- Born: 17 February 1897 Velykomykhailivka, Kherson Governorate, Russian Empire
- Died: December 1976 (aged 79) São Paulo, Brazil
- Education: Kharkiv Institute of Public Education
- Scientific career
- Fields: Entomology
- Workplaces: V. Dokuchaev Kharkiv National Agrarian University

= Dmytro Zajciw =

Ukrainian and Brazilian entomologist

Dmytro Zajciw (Ukr. Дмитро Зайців; 17 February 1897 – December 1976) was a Ukrainian and Brazilian entomologist, notable for his many beetle discoveries and for his collection. He was born in Velyka Mykhailivka, Ukraine and died in Rio de Janeiro, Brazil. He was the author of Two new genera and species of neotropical Longhorn beetles (Coleoptera Cerambycidae), 1957, Contribution to the study of Longhorn beetles of Rio de Janeiro (Coleoptera Cerambycidae), 1958, and was the first to describe the genera Adesmoides and Pseudogrammopsis, as well as the species Beraba angusticollis and Mionochroma subaurosum, among many others.

== Early life ==
Zajciw was born on 17 February 1897 in Velykomykhailivka which was part of the Dnipropetrovsk Oblast in the Ukrainian SSR at the time of his birth.

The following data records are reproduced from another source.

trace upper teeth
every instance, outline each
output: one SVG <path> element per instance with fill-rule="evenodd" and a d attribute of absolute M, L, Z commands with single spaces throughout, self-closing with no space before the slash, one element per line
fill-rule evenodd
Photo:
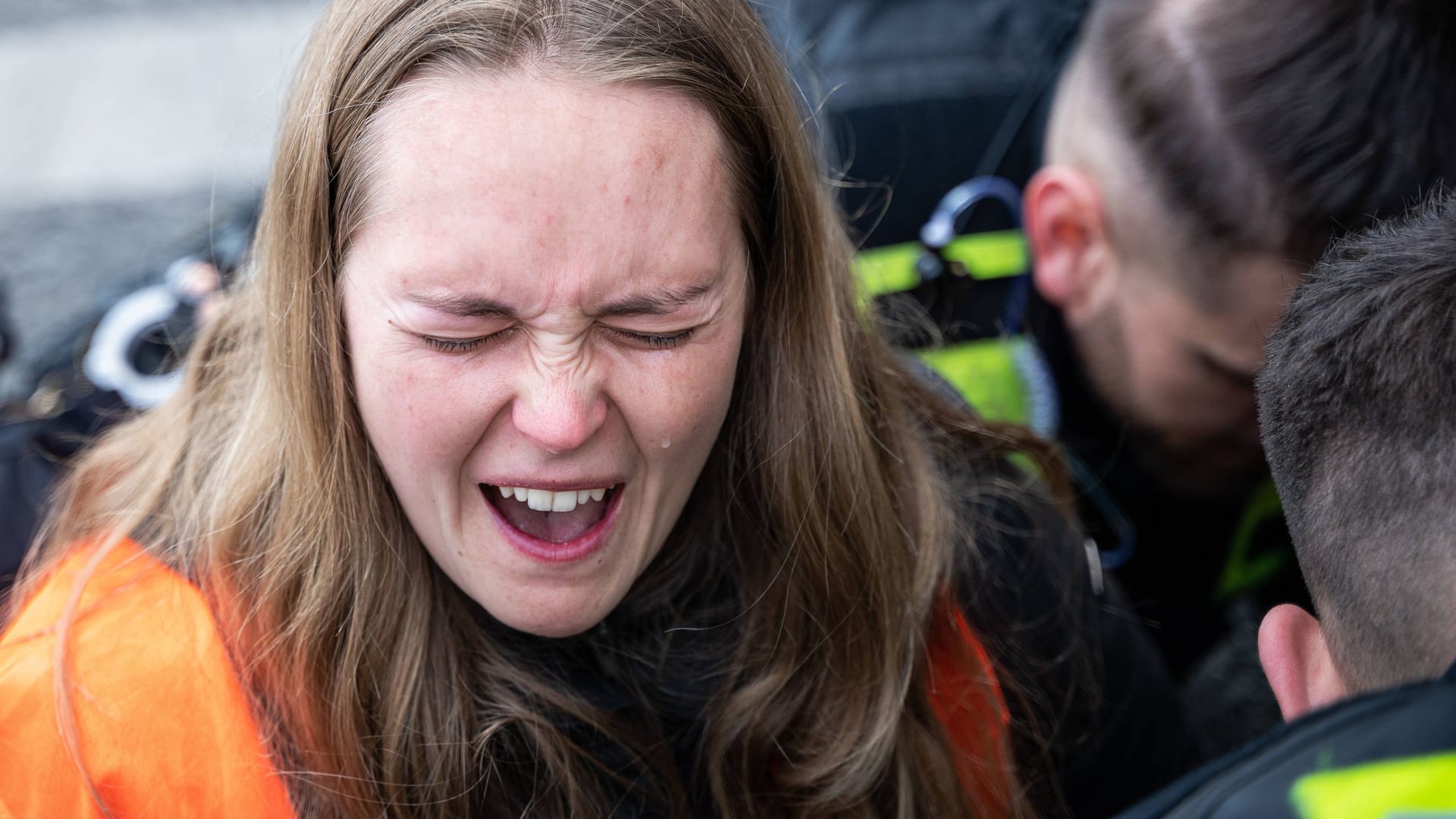
<path fill-rule="evenodd" d="M 565 493 L 550 493 L 546 490 L 527 490 L 526 487 L 495 487 L 501 490 L 501 497 L 514 497 L 536 512 L 571 512 L 577 504 L 588 500 L 601 500 L 612 487 L 597 490 L 574 490 Z"/>

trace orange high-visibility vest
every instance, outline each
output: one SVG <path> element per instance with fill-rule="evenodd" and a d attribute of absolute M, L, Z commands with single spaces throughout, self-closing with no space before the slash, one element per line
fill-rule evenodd
<path fill-rule="evenodd" d="M 0 819 L 103 816 L 61 742 L 54 675 L 54 624 L 92 555 L 63 561 L 0 637 Z M 96 565 L 76 611 L 66 667 L 77 751 L 114 818 L 294 818 L 192 583 L 124 541 Z M 932 704 L 952 743 L 974 749 L 960 765 L 973 793 L 1005 806 L 1006 761 L 986 759 L 1006 732 L 990 660 L 958 612 L 941 631 Z M 967 648 L 981 669 L 951 662 Z"/>

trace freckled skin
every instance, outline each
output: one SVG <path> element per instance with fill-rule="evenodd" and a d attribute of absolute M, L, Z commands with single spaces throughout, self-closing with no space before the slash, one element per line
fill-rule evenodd
<path fill-rule="evenodd" d="M 374 216 L 342 289 L 370 442 L 456 584 L 513 628 L 577 634 L 671 548 L 728 411 L 747 256 L 721 136 L 677 96 L 520 74 L 419 80 L 380 122 Z M 708 290 L 667 315 L 603 309 L 687 287 Z M 514 315 L 453 316 L 418 294 Z M 569 564 L 517 551 L 478 488 L 598 477 L 622 481 L 622 512 Z"/>

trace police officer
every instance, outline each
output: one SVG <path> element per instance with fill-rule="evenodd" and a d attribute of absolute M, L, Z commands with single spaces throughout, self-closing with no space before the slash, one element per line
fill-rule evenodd
<path fill-rule="evenodd" d="M 1104 567 L 1185 679 L 1210 751 L 1277 718 L 1254 634 L 1305 596 L 1258 439 L 1265 335 L 1331 238 L 1456 178 L 1452 15 L 1102 0 L 1025 188 L 1032 273 L 1015 275 L 1013 236 L 951 239 L 986 185 L 952 192 L 929 256 L 865 258 L 872 289 L 910 287 L 882 302 L 903 341 L 987 415 L 1066 444 Z M 916 310 L 938 332 L 914 331 Z"/>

From 1926 to 1929 he studied for his postgraduate degree at the Kharkiv Institute of Public Education. While studying in 1928 he was Secretary of the Natural History Section of Kharkiv's Scientific Society, and then after he finished his studies from 1930 to 1941 he was Associate Professor of the Department of Entomology and Zoology of the V. Dokuchaev Kharkiv National Agrarian University where he studied the fauna of beetles in the Soviet Union, particularly in his native region. After the Second World War he emigrated to the West but later resettled in Brazil.

== Personal life ==
Zajciw had a sister named Zaitseva who was born in 1898, she worked in linguistic stylistics, particularly in the Ukrainian language.